Domestic demand drives German growth in Q3
The German economy expanded 0.3 percent in the third quarter and at an annualized rate of 1.1 percent, according to official government data. The gains were driven exclusively by domestic demand, with capital investment rising 1.6 percent.
“The investment surge was much stronger than we and consensus had expected and bodes well for an investment-led expansion next year as well,” said Christian Schulz of Berenberg.
Domestic demand added 0.7 percentage points to gross domestic product, while net trade eliminated 0.4 percentage points. The German export market expanded marginally (0.1 percent), while imports rose 0.8 percent.

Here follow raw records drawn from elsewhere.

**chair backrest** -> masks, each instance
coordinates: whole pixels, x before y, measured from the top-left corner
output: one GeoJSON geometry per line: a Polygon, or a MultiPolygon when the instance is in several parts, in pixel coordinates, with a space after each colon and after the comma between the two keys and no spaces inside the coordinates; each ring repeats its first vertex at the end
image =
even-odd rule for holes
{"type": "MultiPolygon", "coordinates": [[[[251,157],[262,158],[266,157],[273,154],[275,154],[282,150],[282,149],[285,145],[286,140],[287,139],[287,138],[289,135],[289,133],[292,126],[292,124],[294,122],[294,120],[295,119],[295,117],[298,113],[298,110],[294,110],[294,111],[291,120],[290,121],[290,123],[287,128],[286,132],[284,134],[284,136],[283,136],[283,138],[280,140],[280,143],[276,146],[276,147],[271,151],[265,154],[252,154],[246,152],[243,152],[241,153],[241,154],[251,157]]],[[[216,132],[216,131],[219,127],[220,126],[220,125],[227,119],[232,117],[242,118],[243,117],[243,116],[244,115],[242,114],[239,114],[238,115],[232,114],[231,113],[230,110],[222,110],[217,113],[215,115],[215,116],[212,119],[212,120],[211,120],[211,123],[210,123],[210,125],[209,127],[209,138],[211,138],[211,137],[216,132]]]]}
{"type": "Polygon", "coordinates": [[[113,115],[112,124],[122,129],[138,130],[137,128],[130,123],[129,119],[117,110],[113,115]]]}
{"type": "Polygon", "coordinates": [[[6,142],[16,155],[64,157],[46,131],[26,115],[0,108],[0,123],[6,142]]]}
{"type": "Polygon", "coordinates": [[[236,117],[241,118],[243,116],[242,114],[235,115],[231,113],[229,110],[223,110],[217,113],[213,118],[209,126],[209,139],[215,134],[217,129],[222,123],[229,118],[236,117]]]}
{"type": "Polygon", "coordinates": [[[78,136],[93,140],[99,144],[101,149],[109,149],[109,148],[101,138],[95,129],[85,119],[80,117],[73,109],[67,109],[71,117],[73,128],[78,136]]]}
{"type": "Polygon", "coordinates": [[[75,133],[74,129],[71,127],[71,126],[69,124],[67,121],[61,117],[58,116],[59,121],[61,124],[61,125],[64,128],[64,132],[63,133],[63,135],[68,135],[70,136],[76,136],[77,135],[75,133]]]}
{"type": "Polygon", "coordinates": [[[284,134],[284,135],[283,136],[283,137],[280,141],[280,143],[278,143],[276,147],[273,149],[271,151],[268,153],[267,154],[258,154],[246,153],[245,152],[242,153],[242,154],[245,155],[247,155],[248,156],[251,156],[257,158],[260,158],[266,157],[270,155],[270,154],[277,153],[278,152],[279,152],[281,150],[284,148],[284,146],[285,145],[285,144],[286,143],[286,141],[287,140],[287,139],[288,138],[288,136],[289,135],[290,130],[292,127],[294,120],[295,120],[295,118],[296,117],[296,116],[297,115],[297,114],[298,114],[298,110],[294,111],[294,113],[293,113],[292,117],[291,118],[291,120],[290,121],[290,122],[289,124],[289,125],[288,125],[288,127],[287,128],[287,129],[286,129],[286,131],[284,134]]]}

Gross domestic product expanded at a much slower rate than the previous quarter, due largely to a slowdown in the export market. Germany’s largest export destination, the euro area, barely registered growth in the third quarter. The 17-nation currency bloc is facing sustained growth headwinds, with its second and third largest economies continuing to struggle. Economic activity in France and Italy contracted in the third quarter, with the latter entering its third year of recession. Italy’s GDP contracted at an annualized rate of 1.9 percent in the third quarter, according to official estimates.
The euro area “still faces a hard slog in developing the recovery and remains vulnerable to setbacks,” said Howard Archer of London-based IHS Global Insight. The currency region’s hope lines in the “combination of recent steadily rising confidence, ultra accommodative monetary policy, very low inflation and reduced fiscal tightening,” Archer added.
While growth slowed in the third quarter, the German Bundesbank believes Europe’s largest economy is on a solid path toward recovery. This sentiment was shared by the private sector, according to the monthly Ifo Business Climate Index. Firms are more optimistic about the German economy, raising their outlook of the current situation and future expectations. November’s Business Climate Index rose 1.9 percentage points to 109.3.
The Ifo survey captures the business outlook of 7,000 executives in manufacturing, construction, wholesaling and retailing.